In looking at the reasonable expectations of the parties, the Court started out by examining the booklets that GM had distributed to the salaried employees over the years, and in particular the representations that GM had made in those booklets. The booklets contained statements that the benefits being provided “should be of interest to your family and a useful tool for your own financial planning”, that they “are an important factor in making your life more enjoyable and the future of yourself and your family more secure”, and that “basic life insurance will be continued for you for your lifetime”, and the Court concluded that these statements were “representations” made by GM that the salaried employees could “rely on a core of health care and life insurance post-retirement benefits that would continue unchanged for the remainder of their life”, and that this was a form of deferred compensation and not a gratuitous benefit.
The Court also referred to the ROR clause introduced by GM in 2012 (after the commencement of the litigation), which contained the following language (the “2012 ROR clause”):
“General Motors of Canada Limited (“General Motors”) reserves the right to amend, modify, suspend or terminate any of its programs (including benefits) and policies covering employees and former employees, including retirees, at any time, including after employees’ retirements.” (emphasis in original)
The Court held that this clause was “clear and unambiguous”, and suggested that had it been in place during the retirees’ employment, it would have allowed GM to make changes to the benefits of retirees, even after retirement.
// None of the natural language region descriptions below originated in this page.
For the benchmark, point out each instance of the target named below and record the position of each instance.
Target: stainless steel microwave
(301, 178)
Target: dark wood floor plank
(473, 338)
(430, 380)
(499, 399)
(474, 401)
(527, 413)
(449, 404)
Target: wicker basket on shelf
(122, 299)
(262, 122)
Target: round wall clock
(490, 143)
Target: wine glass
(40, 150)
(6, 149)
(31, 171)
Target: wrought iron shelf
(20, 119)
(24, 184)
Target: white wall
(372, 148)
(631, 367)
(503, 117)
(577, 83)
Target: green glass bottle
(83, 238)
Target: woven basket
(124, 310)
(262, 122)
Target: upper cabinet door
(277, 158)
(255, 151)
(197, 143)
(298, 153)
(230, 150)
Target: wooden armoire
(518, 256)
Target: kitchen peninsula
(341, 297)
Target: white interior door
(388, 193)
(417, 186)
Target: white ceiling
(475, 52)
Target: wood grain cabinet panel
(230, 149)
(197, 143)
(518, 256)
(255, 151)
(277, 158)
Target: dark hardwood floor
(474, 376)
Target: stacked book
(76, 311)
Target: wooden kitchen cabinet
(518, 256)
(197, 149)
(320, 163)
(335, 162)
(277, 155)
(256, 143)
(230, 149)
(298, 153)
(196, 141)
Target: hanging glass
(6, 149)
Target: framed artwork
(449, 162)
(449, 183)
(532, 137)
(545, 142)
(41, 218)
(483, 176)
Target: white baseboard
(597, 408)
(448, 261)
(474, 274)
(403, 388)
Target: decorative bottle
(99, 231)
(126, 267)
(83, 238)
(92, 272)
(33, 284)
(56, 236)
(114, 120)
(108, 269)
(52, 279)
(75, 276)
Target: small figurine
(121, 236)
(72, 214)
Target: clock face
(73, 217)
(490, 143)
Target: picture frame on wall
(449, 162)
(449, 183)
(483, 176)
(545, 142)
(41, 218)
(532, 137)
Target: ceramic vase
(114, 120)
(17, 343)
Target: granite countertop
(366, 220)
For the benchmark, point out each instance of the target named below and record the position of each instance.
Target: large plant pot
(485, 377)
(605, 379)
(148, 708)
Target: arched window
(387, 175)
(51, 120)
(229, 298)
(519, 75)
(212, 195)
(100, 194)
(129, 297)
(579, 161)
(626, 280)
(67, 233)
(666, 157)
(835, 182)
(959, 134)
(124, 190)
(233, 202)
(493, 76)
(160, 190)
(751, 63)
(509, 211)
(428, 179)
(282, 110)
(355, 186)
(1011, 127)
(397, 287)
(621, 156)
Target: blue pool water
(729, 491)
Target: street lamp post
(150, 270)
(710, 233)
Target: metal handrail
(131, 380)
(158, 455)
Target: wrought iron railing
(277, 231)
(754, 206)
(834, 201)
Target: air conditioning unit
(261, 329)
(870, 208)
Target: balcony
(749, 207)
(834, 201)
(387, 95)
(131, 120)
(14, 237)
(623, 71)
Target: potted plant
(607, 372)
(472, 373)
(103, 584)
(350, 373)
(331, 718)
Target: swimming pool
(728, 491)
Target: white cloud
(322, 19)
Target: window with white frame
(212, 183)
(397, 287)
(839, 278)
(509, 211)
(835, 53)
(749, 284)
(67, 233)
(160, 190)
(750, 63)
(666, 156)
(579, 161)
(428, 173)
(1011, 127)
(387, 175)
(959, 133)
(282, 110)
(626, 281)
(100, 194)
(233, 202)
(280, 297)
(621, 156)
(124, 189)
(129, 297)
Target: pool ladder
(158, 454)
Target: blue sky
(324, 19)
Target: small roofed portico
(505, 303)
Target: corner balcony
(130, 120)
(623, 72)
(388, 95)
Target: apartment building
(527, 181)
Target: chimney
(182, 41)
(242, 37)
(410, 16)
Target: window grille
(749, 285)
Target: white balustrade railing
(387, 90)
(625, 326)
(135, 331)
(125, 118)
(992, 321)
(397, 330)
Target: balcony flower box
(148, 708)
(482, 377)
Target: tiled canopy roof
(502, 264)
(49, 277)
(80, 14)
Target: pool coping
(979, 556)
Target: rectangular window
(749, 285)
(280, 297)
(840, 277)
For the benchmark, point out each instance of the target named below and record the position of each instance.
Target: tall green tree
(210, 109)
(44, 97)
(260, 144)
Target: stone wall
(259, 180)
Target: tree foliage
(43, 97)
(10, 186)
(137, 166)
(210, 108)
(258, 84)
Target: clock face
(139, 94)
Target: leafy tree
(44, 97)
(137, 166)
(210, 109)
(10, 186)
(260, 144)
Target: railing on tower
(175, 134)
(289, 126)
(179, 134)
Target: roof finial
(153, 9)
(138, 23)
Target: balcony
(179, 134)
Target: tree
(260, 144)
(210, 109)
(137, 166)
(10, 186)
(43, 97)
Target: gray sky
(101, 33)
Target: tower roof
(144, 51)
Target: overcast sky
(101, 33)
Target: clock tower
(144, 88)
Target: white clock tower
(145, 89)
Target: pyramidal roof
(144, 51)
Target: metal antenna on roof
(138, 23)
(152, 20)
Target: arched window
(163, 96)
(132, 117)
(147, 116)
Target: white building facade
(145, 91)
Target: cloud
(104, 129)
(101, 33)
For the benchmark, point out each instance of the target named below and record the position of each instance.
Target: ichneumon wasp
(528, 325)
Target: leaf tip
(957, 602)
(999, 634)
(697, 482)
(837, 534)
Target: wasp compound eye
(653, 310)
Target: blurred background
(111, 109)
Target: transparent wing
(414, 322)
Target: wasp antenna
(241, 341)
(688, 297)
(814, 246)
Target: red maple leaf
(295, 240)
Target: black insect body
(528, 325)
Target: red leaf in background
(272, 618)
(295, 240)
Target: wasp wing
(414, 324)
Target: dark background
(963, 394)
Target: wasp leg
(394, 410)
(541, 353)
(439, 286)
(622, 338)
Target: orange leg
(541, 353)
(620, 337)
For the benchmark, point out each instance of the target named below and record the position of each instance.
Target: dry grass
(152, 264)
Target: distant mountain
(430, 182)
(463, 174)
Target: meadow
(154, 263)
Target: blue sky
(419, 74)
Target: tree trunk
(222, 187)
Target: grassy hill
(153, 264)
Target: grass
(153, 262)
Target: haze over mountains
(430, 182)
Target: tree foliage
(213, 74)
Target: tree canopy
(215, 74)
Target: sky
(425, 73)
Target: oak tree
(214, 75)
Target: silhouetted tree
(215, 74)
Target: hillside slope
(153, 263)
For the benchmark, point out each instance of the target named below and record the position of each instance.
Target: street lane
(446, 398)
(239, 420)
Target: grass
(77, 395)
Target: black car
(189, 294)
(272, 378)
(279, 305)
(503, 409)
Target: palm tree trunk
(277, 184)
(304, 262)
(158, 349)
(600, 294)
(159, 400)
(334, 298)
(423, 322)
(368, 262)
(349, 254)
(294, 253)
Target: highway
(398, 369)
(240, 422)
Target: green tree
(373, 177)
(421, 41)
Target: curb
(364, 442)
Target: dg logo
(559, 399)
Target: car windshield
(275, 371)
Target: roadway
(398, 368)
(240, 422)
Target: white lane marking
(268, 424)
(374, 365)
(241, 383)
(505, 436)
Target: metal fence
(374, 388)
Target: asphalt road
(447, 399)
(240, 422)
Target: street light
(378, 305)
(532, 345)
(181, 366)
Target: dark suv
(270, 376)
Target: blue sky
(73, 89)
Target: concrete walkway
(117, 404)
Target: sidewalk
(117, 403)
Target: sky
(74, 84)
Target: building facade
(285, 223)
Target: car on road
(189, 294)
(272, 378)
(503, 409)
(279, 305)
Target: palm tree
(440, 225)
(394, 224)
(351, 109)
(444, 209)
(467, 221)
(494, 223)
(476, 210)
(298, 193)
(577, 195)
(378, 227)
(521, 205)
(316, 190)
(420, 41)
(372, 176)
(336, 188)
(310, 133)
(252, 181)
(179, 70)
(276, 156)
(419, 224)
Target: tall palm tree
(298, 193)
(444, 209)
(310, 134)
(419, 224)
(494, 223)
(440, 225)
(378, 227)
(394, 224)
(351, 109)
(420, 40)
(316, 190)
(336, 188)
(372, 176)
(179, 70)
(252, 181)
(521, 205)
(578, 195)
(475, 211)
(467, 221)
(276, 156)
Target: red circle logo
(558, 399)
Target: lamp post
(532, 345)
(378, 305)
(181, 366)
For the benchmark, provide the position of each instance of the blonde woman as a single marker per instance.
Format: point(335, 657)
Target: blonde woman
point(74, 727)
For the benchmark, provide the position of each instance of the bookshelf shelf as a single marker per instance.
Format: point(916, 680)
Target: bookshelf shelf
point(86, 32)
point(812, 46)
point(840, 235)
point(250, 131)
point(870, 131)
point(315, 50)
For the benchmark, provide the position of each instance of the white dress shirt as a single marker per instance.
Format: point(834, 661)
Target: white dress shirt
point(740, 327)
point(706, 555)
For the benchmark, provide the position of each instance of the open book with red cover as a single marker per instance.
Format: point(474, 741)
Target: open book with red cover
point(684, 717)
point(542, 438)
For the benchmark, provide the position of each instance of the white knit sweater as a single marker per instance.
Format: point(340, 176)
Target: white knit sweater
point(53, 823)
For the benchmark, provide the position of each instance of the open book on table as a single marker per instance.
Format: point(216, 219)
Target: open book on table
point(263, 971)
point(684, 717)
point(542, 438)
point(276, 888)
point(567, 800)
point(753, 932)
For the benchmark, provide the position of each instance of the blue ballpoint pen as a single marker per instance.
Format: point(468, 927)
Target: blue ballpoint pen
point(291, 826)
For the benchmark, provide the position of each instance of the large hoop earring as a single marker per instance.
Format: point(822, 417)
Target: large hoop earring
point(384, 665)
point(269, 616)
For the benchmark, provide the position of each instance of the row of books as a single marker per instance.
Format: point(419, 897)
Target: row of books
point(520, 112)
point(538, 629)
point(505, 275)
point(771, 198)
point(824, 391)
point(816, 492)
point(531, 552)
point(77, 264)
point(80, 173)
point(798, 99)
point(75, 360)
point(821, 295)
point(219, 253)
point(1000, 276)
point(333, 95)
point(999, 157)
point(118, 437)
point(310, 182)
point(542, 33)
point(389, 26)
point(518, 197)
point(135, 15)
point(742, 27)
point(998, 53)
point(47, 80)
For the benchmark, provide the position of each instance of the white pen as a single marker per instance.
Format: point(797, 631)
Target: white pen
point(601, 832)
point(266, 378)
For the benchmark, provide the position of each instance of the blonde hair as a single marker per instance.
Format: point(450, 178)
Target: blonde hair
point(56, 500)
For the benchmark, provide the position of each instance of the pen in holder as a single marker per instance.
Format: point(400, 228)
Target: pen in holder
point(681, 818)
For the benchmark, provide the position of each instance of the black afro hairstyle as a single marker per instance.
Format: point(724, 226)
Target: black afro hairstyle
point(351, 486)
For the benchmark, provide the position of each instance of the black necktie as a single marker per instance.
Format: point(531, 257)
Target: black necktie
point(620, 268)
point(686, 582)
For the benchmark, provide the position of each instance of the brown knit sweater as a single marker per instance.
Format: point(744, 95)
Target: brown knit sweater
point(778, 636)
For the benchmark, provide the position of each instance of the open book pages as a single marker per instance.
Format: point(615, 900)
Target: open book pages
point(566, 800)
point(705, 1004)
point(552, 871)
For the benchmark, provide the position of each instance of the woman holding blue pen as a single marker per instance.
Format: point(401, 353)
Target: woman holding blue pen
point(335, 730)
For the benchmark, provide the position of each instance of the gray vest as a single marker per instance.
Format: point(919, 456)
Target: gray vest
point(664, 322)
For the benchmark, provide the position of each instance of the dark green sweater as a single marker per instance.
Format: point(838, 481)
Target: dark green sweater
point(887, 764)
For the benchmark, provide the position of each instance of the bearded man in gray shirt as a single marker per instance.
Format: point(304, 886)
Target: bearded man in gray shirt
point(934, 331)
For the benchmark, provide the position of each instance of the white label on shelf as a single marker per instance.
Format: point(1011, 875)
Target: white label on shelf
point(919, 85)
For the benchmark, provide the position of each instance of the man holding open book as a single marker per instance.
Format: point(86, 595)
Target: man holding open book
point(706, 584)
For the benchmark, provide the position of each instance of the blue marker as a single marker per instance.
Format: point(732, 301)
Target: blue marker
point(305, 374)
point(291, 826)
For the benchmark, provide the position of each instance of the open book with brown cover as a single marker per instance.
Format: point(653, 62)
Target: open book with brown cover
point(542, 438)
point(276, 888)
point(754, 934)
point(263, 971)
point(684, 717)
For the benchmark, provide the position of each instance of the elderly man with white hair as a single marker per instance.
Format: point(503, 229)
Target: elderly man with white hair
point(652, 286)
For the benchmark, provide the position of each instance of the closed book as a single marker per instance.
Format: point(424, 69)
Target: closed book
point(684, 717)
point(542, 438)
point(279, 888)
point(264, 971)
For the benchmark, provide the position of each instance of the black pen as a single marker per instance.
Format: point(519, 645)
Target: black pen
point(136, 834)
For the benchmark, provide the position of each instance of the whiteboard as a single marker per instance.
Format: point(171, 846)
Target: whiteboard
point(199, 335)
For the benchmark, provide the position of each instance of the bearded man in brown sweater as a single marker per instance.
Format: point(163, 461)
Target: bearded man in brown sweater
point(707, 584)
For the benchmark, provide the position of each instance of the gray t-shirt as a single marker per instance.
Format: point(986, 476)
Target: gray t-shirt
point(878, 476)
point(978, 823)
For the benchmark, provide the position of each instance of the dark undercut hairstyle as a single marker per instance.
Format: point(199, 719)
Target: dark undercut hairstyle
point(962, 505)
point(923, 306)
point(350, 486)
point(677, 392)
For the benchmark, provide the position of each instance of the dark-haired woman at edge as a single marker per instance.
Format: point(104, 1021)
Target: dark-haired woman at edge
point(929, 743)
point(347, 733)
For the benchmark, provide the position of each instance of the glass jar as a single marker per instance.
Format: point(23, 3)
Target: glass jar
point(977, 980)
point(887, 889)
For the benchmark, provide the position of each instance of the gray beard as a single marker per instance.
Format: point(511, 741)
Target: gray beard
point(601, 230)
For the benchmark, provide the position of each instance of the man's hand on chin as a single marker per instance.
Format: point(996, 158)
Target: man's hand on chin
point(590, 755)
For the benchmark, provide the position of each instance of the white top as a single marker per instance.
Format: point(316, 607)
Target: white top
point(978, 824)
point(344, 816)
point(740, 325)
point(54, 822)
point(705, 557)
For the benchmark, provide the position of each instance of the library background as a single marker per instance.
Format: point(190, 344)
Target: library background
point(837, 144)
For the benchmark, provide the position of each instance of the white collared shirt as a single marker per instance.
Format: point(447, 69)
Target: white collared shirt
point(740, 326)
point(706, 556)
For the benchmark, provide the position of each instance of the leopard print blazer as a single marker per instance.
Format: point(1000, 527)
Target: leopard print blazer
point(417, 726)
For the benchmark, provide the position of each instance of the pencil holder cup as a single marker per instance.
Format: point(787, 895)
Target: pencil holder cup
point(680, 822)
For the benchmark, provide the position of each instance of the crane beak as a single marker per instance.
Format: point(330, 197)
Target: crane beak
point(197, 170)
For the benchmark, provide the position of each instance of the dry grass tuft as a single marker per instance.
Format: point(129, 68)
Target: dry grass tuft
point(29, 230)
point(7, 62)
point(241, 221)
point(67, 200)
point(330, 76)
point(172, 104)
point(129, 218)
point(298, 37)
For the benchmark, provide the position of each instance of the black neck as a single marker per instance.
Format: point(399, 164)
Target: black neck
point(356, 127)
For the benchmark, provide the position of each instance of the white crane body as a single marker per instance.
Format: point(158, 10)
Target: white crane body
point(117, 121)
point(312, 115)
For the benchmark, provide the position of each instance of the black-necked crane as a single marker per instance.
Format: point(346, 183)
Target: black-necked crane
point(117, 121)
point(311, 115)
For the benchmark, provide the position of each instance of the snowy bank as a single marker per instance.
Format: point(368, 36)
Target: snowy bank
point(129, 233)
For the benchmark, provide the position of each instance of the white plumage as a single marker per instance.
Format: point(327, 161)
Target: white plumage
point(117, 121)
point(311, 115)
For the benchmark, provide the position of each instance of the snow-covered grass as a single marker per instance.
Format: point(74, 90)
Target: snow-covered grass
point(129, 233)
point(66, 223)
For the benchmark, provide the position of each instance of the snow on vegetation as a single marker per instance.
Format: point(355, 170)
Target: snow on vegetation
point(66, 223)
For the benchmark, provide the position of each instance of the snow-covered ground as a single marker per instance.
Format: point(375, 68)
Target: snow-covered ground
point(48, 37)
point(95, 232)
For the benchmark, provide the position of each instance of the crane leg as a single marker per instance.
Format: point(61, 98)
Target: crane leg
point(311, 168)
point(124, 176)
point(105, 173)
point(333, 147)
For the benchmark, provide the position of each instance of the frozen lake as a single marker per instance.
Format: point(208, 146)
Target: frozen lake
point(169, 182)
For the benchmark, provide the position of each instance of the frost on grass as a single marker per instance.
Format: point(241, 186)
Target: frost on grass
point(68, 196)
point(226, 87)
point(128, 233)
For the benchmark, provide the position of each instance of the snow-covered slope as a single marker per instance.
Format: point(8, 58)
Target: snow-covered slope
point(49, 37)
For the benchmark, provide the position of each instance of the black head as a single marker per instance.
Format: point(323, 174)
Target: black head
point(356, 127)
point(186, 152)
While strictly speaking these comments are “obiter” (i.e. they were not necessary to the actual decision and therefore are not legal precedent), these comments are extremely helpful to employers in designing effective ROR clauses in benefit plans, particularly retiree benefit plans.
The Court then considered the ROR clauses that GM had in existence prior to the salaried employees’ retirements. Although various ROR clauses had been used over the years, for the purpose of the decision the Court focused on what it concluded was the most explicit clause that had been in existence during the salaried employees’ employment:
“General Motors reserves the right to amend, modify, suspend or terminate any of its programs (including benefits) and policies by action of its Board of Directors or other committee expressly authorized by the Board to take such action. The Programs, benefits and policies to which a salaried employee is entitled are determined solely by the provisions of the applicable program, benefits or policy.”
The Court found that this ROR clause did not allow GM to make changes to retirement benefits after the salaried employees retired. The Court relied on the fact that the ROR clause referred only to “salaried employees”, and did not suggest that GM reserved the right to make changes after employment ended (i.e. when the individual was no longer a “salaried employee”, but rather a “retiree”). Given the fact that ambiguities in these clauses are interpreted against the drafter (the employer), and the need to be explicit when limiting benefit entitlements, the Court found that the ROR clause in existence did not apply to enable GM to reduce retiree benefits after retirement. The Court specifically referred to the 2012 ROR clause (outlined above), and indicated that this modification suggested that prior to 2012 GM had not intended to reserve its right to make changes post-retirement.
Ultimately, therefore, the Court found that salaried employees who retired prior to 2012 had the right to have their existing retiree benefits maintained unchanged through their retirement, and GM did not have the right to make any changes to the retirement benefits in respect of this group, because until 2012, GM only retained the right to make changes to retiree benefits before an individual retired. That said, given the terms of the ROR clause in existence before 2012, GM could make changes to retiree benefits that would be applicable to existing salaried employees (including those eligible to retire but who had not yet actually done so) once they retired.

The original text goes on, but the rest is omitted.